By pointing her finger at the IRS budget, Olson was highlighting a politically sensitive issue. Especially in times of huge federal deficits, many lawmakers have shown little interest in being generous to the widely unpopular agency, which processes 141 million individual tax returns annually, including almost 120 million requests for refunds.

Congress cut the IRS budget to $11.8 billion this year. That is $300 million less than last year and $1.5 billion below the request by President Barack Obama, who argued that boosting agency spending would fatten tax collections and improve service.

Those arguments did little to persuade lawmakers.

"Like families across the country, the IRS will have to do more with less," Rep. Jo Ann Emerson, R-Mo., who heads the House Appropriations subcommittee that controls the agency's budget, said last fall.

Olson's report came days after the IRS estimated that people and companies underpaid their taxes by a huge $385 billion last year after audits and other enforcement efforts, compared with around $2.3 trillion the agency collected.

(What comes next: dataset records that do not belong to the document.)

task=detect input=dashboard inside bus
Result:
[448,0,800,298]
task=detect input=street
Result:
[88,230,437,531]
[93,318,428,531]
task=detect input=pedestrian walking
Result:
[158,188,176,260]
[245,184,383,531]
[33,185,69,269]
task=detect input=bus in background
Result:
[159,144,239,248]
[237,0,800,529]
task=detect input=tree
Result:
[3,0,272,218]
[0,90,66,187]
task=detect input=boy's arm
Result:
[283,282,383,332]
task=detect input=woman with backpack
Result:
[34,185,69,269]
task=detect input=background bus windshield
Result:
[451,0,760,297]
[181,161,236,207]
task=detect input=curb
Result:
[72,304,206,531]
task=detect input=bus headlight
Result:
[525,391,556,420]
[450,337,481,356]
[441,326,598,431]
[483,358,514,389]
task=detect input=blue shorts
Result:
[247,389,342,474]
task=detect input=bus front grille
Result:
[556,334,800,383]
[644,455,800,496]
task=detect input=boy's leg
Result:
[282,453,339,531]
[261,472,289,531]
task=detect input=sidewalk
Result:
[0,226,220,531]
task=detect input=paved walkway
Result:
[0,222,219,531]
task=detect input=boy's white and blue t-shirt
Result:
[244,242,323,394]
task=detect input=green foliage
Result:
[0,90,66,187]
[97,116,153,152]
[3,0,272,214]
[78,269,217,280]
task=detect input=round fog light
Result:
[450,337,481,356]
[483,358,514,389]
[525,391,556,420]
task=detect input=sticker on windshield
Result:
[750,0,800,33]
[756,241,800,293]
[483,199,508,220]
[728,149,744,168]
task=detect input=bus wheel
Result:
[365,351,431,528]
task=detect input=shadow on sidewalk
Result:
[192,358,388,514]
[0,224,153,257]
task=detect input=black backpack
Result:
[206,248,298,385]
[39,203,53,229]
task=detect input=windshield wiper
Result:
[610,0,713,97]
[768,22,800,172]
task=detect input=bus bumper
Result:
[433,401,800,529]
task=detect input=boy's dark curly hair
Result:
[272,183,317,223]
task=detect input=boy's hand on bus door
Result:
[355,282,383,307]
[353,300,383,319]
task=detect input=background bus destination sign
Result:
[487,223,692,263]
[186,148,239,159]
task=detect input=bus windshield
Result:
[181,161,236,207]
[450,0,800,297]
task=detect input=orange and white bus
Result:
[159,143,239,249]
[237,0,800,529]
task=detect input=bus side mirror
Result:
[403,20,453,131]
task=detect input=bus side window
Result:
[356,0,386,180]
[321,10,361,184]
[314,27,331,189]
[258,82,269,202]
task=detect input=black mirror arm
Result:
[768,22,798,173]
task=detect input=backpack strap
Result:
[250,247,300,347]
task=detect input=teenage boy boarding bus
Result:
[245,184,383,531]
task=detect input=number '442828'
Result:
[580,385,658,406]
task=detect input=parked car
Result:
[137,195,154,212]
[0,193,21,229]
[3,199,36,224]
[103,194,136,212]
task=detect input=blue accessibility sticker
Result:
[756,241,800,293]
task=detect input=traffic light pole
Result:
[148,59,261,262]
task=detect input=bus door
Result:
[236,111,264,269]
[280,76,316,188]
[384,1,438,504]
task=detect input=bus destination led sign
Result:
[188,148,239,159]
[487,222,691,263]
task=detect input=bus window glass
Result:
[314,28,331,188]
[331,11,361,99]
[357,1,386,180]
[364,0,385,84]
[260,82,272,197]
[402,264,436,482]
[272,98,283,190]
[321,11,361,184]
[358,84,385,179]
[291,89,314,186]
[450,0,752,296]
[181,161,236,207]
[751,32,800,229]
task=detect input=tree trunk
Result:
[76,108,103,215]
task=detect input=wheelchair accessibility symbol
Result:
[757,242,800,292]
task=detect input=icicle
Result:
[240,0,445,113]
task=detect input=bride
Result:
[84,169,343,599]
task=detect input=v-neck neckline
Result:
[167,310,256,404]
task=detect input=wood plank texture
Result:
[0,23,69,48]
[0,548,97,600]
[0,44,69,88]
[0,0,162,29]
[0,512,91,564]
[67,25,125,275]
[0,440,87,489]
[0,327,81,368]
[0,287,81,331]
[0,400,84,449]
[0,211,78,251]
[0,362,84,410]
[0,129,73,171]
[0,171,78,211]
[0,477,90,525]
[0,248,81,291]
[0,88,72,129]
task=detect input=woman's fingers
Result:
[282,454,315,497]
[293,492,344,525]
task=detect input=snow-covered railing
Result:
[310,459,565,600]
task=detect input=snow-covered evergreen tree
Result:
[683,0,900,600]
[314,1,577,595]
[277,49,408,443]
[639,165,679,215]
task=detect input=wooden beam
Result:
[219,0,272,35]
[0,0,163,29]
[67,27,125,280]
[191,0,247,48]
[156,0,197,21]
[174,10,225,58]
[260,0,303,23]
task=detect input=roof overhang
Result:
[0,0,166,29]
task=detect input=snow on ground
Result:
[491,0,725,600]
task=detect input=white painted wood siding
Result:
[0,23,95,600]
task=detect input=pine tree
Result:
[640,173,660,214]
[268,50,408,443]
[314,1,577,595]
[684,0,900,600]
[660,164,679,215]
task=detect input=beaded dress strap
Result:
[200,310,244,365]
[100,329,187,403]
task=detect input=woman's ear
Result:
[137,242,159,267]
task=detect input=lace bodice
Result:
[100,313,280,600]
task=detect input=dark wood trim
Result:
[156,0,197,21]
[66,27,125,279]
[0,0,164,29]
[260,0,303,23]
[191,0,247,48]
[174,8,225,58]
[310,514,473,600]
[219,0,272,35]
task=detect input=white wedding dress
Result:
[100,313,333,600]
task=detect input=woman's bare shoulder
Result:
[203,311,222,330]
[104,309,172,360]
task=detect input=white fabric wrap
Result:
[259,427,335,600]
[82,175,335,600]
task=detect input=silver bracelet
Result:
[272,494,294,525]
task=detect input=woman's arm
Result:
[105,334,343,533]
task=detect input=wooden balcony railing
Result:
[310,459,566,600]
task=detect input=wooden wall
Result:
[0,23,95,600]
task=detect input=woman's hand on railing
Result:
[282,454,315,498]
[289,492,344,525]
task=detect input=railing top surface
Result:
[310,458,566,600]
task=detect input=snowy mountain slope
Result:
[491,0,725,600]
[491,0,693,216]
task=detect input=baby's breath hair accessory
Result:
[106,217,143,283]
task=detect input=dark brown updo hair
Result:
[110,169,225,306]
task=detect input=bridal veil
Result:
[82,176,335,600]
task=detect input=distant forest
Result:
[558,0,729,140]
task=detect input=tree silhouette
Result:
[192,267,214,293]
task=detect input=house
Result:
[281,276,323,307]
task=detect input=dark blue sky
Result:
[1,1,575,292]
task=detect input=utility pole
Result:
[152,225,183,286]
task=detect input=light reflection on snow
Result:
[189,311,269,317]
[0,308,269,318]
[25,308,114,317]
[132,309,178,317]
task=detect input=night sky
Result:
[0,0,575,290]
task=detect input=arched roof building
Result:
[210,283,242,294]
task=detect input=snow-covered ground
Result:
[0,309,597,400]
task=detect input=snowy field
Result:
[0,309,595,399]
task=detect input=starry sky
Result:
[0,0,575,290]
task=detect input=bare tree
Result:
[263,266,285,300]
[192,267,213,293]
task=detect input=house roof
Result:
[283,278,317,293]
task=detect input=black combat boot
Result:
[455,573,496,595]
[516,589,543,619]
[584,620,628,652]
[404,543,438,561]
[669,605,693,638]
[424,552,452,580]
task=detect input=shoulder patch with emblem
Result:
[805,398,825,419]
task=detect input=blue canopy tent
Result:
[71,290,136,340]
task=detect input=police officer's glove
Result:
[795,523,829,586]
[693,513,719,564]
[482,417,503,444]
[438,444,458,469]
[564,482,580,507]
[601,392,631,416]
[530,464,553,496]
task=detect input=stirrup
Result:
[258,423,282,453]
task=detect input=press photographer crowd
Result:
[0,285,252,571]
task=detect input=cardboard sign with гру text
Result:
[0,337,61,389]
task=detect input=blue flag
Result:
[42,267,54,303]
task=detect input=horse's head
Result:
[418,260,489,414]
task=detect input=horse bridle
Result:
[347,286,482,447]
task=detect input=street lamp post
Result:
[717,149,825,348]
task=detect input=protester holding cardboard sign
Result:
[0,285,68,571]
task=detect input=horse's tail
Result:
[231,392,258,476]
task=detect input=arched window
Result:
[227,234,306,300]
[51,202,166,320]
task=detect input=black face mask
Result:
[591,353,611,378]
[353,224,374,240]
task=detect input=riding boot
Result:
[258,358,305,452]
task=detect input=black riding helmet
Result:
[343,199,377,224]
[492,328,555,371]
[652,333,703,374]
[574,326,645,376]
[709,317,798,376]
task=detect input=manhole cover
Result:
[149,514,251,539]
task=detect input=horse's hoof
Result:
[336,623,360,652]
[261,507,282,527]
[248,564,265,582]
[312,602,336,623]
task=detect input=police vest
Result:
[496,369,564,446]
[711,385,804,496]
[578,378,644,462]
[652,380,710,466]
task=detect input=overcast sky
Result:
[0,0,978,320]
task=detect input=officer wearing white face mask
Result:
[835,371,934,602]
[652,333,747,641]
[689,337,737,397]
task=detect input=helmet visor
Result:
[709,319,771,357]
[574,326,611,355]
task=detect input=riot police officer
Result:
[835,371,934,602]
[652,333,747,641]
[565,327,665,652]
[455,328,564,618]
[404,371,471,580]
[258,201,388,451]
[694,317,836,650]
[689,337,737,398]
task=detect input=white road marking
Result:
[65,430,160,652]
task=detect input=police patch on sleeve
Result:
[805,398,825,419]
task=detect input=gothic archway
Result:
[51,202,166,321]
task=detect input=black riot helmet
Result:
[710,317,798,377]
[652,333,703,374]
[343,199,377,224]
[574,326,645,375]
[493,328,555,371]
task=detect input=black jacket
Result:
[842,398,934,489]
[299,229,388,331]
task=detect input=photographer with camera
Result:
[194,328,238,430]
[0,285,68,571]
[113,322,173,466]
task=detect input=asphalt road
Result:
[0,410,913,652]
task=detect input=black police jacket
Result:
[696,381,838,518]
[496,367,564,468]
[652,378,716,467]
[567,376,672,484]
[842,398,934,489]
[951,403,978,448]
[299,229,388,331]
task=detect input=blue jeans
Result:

Those underpayments come as lawmakers hunt ways to pare federal deficits exceeding $1 trillion yearly.

"Yet obtaining a little extra money to bring in a lot of extra money remains an intractable challenge for the IRS, and that is unfortunate," the report said.

Underscoring the IRS' volume of work, the report said the agency contacted taxpayers 15 million times in 2010 to change their claimed tax liability. Only 1 in 10 of those contacts was considered an audit, meaning most were denied the additional rights audits allow, including the ability to go to tax court.

The agency's increased reliance on computers means it is having less personal contact with taxpayers. The IRS is increasingly using "practices and procedures that harm taxpayers by acting on assumptions of noncompliance arrived at by automated processes that do not solicit, encourage or allow taxpayer response," the report said.

It said the number of returns seeking refunds that agency computers set aside for screening for possible fraud grew by 72 percent, to 1.1 million, from 2010 to 2011.

The report blamed growing numbers of people who submit multiple false returns via electronic filing. The growth of refundable tax credits for purchases of first homes, college costs and other expenses is also encouraging bogus claims, since refundable credits can produce cash payments to people owing no taxes.

Olson's report said the IRS handled more than 226,000 cases claiming identity fraud in 2011, a 20 percent increase over 2010. Thieves often request refunds by using the Social Security number of a person they falsely claim as a relative, frequently early in the filing season before the actual taxpayer submits his or her return.

"You want to make sure you're not abusing the taxpayers by letting dollars go out the door," Olson said in an interview. Otherwise, "taxpayers are going to get disgusted" and lose faith in the tax system.

In one measure of errors, Olson's bureau received 21,000 complaints from taxpayers last year after the IRS blocked requested refunds because it suspected fraud. Three in four of them eventually qualified for the refunds, which averaged $5,600 and typically took six months to reach taxpayers.

In addition, the IRS corrected 10.6 million "mathematical errors" in taxpayers' returns in 2010, more than double the 4 million it corrected in 2005, the report said. But the IRS itself made mistakes - out of 300,000 returns on which it disallowed exemptions for dependent children, it had to restore the exemption just over half the time.

The report said that at the end of last year, it took the agency more than six weeks to answer nearly half of taxpayers' letters and faxes dealing with adjustments to their returns. The agency does not accept emails from taxpayers, Olson said.

And between 2004 and last year, the portion of taxpayers' phone calls the IRS answered fell from 87 percent to 70 percent.

"Few government agencies or businesses would be satisfied if their customer service departments were unable to answer three out of every 10 calls," the report said.

Highlighting tax code complexity, 4,428 changes have been made to the 3.8 million-word code over the past decade, the report said, including an estimated 579 changes in 2010.